Frankly, while sick, I don’t want there to be another person in the room aside from the one who gets me tea (and promptly leaves again). This, however, is mostly (only?) if I’m coughing or otherwise spewing germs about. Part of this feeling comes from just wanting to do absolutely nothing, and dealing with people is a Something. But the other part of this feeling comes from the incredibly guilty feeling of maybe getting someone else sick. There is no way I want to inflict on someone else what I’m feeling. (Unless they’re my arc-enemy, and in that case I don’t want them around when I feel ill anyway.) So no cuddles. No hugs. No jokes about guys thinking girls in leggings and t-shirts look super sexy and make guys want to have sex or cuddle because ew, I’m sick, don’t touch me.
Ok, sometimes you just really need a hug when you’re sick, I admit this. But a hug is waaaay different than sex, plus you still have the guilty “I don’t want to get you sick” feelings. Mostly, when I’m sick, I’d prefer someone show they care by getting me things like tea and soup. They’re like hugs where I don’t have to touch anyone else.
I think being sick falls under the “no touch” zone. Don’t touch me unless I specifically ask you to, and I won’t touch you either. I think that makes life healthier for everyone involved.
But what annoyed me the most about the sexy joke was that, while being sick, my mind was so far from thinking about sex it was on another planet. While sick, sex was gross. Sex was don’t even want to think about it.
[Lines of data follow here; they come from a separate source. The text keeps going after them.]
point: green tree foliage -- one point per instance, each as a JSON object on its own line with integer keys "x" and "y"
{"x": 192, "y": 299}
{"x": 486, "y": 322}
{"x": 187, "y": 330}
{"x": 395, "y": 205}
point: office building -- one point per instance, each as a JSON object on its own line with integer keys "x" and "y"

And having a joke made about girls looking sexy while sick just made me think “you don’t remember what being sick is like, do you?” Because I didn’t even care that I didn’t feel sexy. I didn’t want to feel sexy. I didn’t want to look sexy. It didn’t even feel like a compliment at that point because it was so far out of the realm of what I wanted.
Now, I’m not saying that all girls think the same way, or even that I would think the same way in all circumstances. I’m pretty sure a high fever (the one that had me staring lethargically at the wall most of the week) had a lot to contribute to my brain processes. But what I am thinking is that if someone is sick, don’t talk about them being sexy in pajamas. Talk about neutral things like the weather or anything that they don’t have to respond to if they don’t want — things that don’t take a lot of brain power. Or better yet, if you’re in the same geographic area, bring them chicken soup and don’t talk at all.